What's going on?
Swiss pharmaceutical company Roche – the world’s second-biggest – announced on Monday that it was buying US biotech firm Spark Therapeutics for $5 billion in the sector’s latest deal.
What does this mean?
Spark is big on gene therapy, whereby defective genes are replaced with healthy ones. It’s a relatively new technique: the first gene therapy drug – developed by Spark to treat eye disease, and a bargain at $850,000 – was approved in the US just over a year ago. But such treatments could well be the future – and pharma companies are eager to get in on the ground floor.
Spark has a gene therapy treatment for hemophilia in the pipeline – which could fit in nicely alongside a new Roche hemophilia treatment expected to make it billions of dollars annually. Several of Roche’s other big-name drugs are falling off a “patent cliff”, after which the company can no longer sell them exclusively – meaning they’ll soon bring in much less cash.
Why should I care?
For markets: Big risk, big (potential) reward.

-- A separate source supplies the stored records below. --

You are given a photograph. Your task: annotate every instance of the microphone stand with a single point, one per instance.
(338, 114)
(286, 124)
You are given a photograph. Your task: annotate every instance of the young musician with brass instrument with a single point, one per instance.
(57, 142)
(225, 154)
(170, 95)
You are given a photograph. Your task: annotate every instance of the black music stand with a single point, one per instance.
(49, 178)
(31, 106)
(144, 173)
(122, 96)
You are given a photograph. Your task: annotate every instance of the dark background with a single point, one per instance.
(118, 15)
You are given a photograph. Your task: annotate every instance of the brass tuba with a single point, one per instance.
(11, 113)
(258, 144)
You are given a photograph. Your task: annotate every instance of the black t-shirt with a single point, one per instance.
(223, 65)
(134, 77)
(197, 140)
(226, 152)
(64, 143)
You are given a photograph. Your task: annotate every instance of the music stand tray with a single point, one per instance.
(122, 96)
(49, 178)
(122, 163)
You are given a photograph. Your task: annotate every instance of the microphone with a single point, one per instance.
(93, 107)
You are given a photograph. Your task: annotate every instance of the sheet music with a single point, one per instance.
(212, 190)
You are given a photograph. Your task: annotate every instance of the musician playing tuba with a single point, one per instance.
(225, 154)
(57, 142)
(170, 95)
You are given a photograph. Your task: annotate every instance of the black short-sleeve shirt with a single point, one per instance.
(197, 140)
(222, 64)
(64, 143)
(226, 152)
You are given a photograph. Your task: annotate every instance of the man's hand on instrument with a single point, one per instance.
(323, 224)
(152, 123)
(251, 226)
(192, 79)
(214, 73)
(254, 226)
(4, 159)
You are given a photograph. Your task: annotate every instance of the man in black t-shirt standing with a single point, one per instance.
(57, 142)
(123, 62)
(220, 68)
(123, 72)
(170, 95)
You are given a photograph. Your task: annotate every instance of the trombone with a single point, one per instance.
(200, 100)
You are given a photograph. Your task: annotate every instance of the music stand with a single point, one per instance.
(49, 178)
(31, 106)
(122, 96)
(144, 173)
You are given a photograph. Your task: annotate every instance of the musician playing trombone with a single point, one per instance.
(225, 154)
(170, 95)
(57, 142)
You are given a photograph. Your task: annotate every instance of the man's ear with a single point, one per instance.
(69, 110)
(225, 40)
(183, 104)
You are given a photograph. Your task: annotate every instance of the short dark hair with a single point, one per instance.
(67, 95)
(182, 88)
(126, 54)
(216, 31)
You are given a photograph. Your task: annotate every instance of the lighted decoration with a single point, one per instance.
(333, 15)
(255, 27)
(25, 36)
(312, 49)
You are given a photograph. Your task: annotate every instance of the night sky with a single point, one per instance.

Pharma companies typically spend loads of money developing the next “blockbuster” treatments, which they can then sell exclusively for a time – recouping their investment and then some. While Spark’s gene therapy for hemophilia is still in clinical trials, it could well be a blockbuster – but then again, it might never get approved. By buying biotechs, pharma companies are effectively buying innovation without having to put in the legwork. But such shortcuts aren’t cheap: Roche is paying more than double what Spark was worth last week.
The bigger picture: Pharma’s hot.
With a slew of pricey mergers and acquisitions, healthcare stocks were among the best performers of 2018 – and there’s already been another $100 billion of pharma “M&A” in 2019 so far. Just on Monday, slimming-down giant General Electric agreed to sell its bio-pharma business to Danaher for $21 billion, while French pharma company Ipsen announced a $1 billion purchase of a US peer.